At 10:23:54 p.m. on Thursday, a member rose to ask “unanimous consent” for four committees to be relieved of a Russia sanctions bill. At this point the motion, and the legislation, could have been blocked by a single member who would say “I object.”  No one objected, because no one was watching for last-minute bills to be slipped through.

Most of the House and the media had emptied out of the chambers after passage of the $1.1 trillion government spending package.

The Congressional Record will show only three of 425 members were present on the floor to consider the sanctions bill. Two of the three feigned objection, creating the legislative equivalent of a ‘time out.’ They entered a few words of support, withdrew their “objections” and the clock resumed.

According to the clerk’s records, once the bill was considered under unanimous consent, it was passed, at 10:23:55 p.m., without objection, in one recorded, time-stamped second, unanimously.

Then the House adjourned.

I discovered, in my 16 years in Congress, that many members seldom read the legislation on which they vote. On Oct. 24, 2001, House committees spent long hours debating the Patriot Act. At the last minute, the old bill was swapped out for a version with draconian provisions. I voted against that version of the Patriot Act, because I read it. The legislative process requires attention.

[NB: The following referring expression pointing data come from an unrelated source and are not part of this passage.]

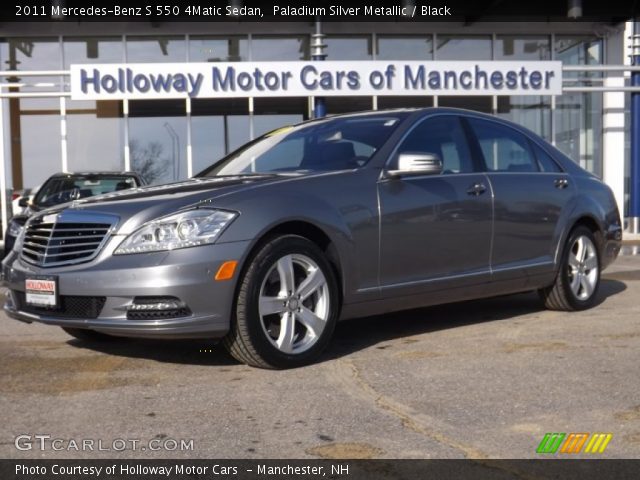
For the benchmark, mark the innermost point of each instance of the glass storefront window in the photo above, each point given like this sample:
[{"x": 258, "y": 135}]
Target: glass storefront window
[
  {"x": 291, "y": 47},
  {"x": 578, "y": 116},
  {"x": 467, "y": 47},
  {"x": 404, "y": 48},
  {"x": 532, "y": 112},
  {"x": 218, "y": 49},
  {"x": 153, "y": 49},
  {"x": 218, "y": 126},
  {"x": 158, "y": 139},
  {"x": 95, "y": 135},
  {"x": 32, "y": 53},
  {"x": 349, "y": 48},
  {"x": 38, "y": 140},
  {"x": 477, "y": 103},
  {"x": 511, "y": 47}
]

Legislation brought before Congress under “unanimous consent” is not read by most members simply because copies of the bill are generally not available. During the closing sessions of Congress I would often camp out in the House chamber, near the clerk’s desk, prepared to say “I object” when something of consequence appeared out of the blue. Dec. 11, 2014, is one of the few times I regret not being in Congress to have the ability to oversee the process.

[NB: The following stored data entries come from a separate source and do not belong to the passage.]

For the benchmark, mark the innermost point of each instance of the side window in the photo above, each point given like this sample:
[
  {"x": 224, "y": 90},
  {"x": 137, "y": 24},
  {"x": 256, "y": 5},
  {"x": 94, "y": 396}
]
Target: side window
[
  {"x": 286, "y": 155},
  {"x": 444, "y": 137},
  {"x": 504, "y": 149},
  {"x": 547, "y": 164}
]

The Russia Sanctions bill that passed “unanimously,” with no scheduled debate, at 10:23:55 p.m. on Dec. 11, 2014, includes: 1. Sanctions of Russia’s energy industry, including Rosoboronexport and Gazprom.

  1. Sanctions of Russia’s defense industry, with respect to arms sales to Syria.
  2. Broad sanctions on Russians’ banking and investments.
  3. Provisions for privatization of Ukrainian infrastructure, electricity, oil, gas and renewables, with the help of the World Bank and USAID.
  4. Fifty million dollars to assist in a corporate takeover of Ukraine’s oil and gas sectors.
  5. Three hundred and fifty million dollars for military assistance to Ukraine, including anti-tank, anti-armor, optical, and guidance and control equipment, as well as drones.
  6. Thirty million dollars for an intensive radio, television and Internet propaganda campaign throughout the countries of the former Soviet Union.
  7. Twenty million dollars for “democratic organizing” in Ukraine.
  8. Sixty million dollars, spent through groups like the National Endowment for Democracy, “to improve democratic governance, and transparency, accountability [and] rule of law” in Russia. What brilliant hyperbole to pass such a provision the same week the Senate’s CIA torture report was released.
  9. An unverified declaration that Russia has violated the Intermediate-Range Nuclear Forces Treaty, is a nuclear “threat to the United States” and should be held “accountable.”
  10. A path for the U.S. withdrawal from the INF Treaty, which went into force in 1988. The implications of this are immense. An entire series of arms agreements are at risk of unraveling. It may not be long before NATO pushes its newest client state, Ukraine, to abrogate the Non-Proliferation Treaty, which Ukraine signed when it gave up its nuclear weapons, and establish a renewed nuclear missile capability, 300 miles from Moscow.
  11. A demand that Russia verifiably dismantle “any ground launched cruise missiles or ballistic missiles with a range of between 500 and 5,500 kilometers …”—i.e., 300 and 3,300 miles.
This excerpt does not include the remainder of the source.